Monday, April 18, 2011

It's only bad when they do it

Ever since the patron saint of fiscal conservatism Ronald Reagan and his minion George H. W. Bush tripled the national debt, from $1 trillion to $3 trillion, the GOP has made intellectual flexibility a hallmark of its rhetoric on the subject. A zen-like serenity about the deficit and the debt settles over the party whenever a Republican occupies the White House, to be instantly replaced with hysteria the instant a Democrat is inaugurated.
"Reagan proved deficits don't matter," Dick Cheney asserted as Bush II was presiding over the largest increase in the Federal debt in history (another $5 trillion, give or take a few hundred billion). Amazing what a difference an election makes.

But the point is not just to draw some innocent pleasure from Republican hypocrisy: the point is that how we got to this juncture tells us what policies are fiscally sustainable, and what ones aren't. The GOP has been remarkably effective in advancing the narrative that the debt is the product of "big spending" Democratic programs; therefore big-spending Democratic programs (Medicare, Social Security, health care) and for that matter little-spending Democratic programs (IRS enforcement, public radio, family planning services, clean air regulation) are what must be cut.

Almost no one seems to be able to remember that Bill Clinton's policies of modest spending restraints;  adjustments to Social Security benefits; modest increases in the top marginal tax rates; and elimination of the regressive cap on income subject to the Medicare tax gave us the first budget surpluses in decades, and placed the country on a path to pay off the entire debt by 2015.

At the same time, Congress adopted policies requiring that any measures which increased the deficit had to be offset by policies that made up for that loss, either by cutting spending elsewhere or by raising revenues.

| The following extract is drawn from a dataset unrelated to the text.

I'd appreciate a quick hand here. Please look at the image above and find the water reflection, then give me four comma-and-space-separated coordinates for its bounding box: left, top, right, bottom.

During the Clinton Administration the national debt increased by a grand total of $0.07 trillion.

W's $2 trillion in tax cuts skewed to the wealthiest, plus $2 trillion in "off-budget" expenses for a couple of wars, plus an unfunded prescription-drug add-on to Medicare, plus a $700 billion Wall Street bailout, threw any remaining semblance of fiscal responsibility out the window:


As did the newly elected Republican House of Representatives this year, which — concluding that it was simpler merely to suspend the laws of physics than to politically reconcile their screaming rhetorical denunciations of the debt with their single-minded determination to reduce tax rates on the rich — simply declared that tax cuts no longer need to be offset by any spending cuts or revenue increases elsewhere in the budget.

As has been noted by many, Paul Ryan's highly serious intellectually hefty GOP budget plan to solve the nation-threatening catastrophic disaster of the debt consists mostly of adding $4 trillion more to the national debt, in the form of new tax cuts for the wealthiest (along with eliminating Medicare — apparently not a violation of the GOP's Pledge to America last fall, since that only said they were against reducing Medicare).

Meanwhile, in our great Commonwealth of Virginia, it turns out that not only are we under the beneficent care of the Tax Fairy but the Road Fairy as well: billions in new road construction, advocated mostly by the development industry, have our Republican governor's enthusiastic support, even as he slashes away at  health care for children and university funding in the name of fiscal rectitude and necessity.

Like terrorists impatient for an outrage they can blame on the government who set off a bomb in a marketplace themselves, the GOP — having been frustrated by the Democrats' refusal for decades to conform to their bogeyman caricatures of them — have at last resorted to creating the bogeyman themselves. It says much of the single-minded decades-long efforts of GOP strategists to spin a mythological narrative that they can dress this Debt Monster of their own making in Democratic clothes, and get away with it.